Era a nona ou a décima vez que minha mãe dava as mesmas instruções do banco da frente, enquanto se agitava olhando ao espelho. O trânsito estava parado há quase meia hora, as luzes dos faróis formando um percurso de neblina a frente, para fora da cidade, o som familiar da pedra batendo em água, a brisa suave entrando pelos vidros do carro, o cheiro de pinho e correnteza. E essa parecia a hora perfeita para que ela pudesse ter uma crise maternal de proteção e tagarelar:

- Pelo amor de Deus, filho, se acontecer alguma coisa, se descobrir que tem alergia a picada de algum inseto de lá, se comer alguma coisa e a gargante fechar, se cair no rio e bater a cabeça, que Deus te livre, liga para a mamãe, ouviu?- e ela tinha a mania de se virar e me encarar profundamente para ver se eu tinha a entendido.- Eu quero você voltando inteirinho.

- Tá, mãe.- respondi, desviando meu olhar para a janela. Ela continuou dizendo alguma coisa, mas não prestei atenção.

Eu nunca tinha reparado como a vista daquela ponte era linda. O rio abaixo de mim, a floresta um pouco mais a frente, densa e escura, a cidade às minhas costas com mil luzes reluzindo já distantes, o que permitia aos meus olhos se encherem do céu negro e da Lua. E que Lua. Nunca tinha reparado tanto em astros como naquela noite. Podia contar cada cratera, perceber cada distorção.

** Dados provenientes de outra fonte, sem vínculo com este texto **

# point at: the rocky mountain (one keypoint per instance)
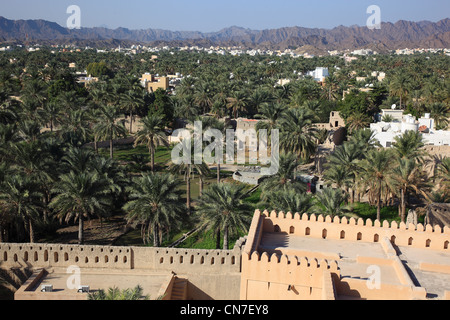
(391, 35)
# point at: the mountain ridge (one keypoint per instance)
(391, 36)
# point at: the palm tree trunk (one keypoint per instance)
(200, 185)
(188, 193)
(218, 239)
(111, 152)
(152, 158)
(30, 224)
(131, 122)
(80, 230)
(379, 203)
(156, 243)
(403, 206)
(225, 239)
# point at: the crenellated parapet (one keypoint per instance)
(343, 228)
(36, 255)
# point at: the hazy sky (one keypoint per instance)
(213, 15)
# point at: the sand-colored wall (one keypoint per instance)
(212, 274)
(423, 237)
(278, 277)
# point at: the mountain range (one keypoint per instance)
(391, 36)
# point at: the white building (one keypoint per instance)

Meus pés batucavam o tapete de carpete o tempo todo, meu coração batia forte. Era uma característica minha estar nervoso até para coisas bobas. Quero dizer, que mal faria eu ir à um acampamento?

Olhei para meu braço, o relógio me contando que já estávamos meia hora atrasado, pelo lugar em que estávamos parados. Tentei não me importar, mas podia sentir a brisa arisca puxando meus pelos na nuca.

Meu pai praguejava, com o braço para fora de nosso Chevrolet modesto, segurando um cigarro aceso:

- Que droga, Veronica, eu te disse que a porcaria da lanterna não ia ter necessidade num lugar equipado como aquele! Agora vamos fazer o garoto chegar atrasado por uma coisa que nem vai usar.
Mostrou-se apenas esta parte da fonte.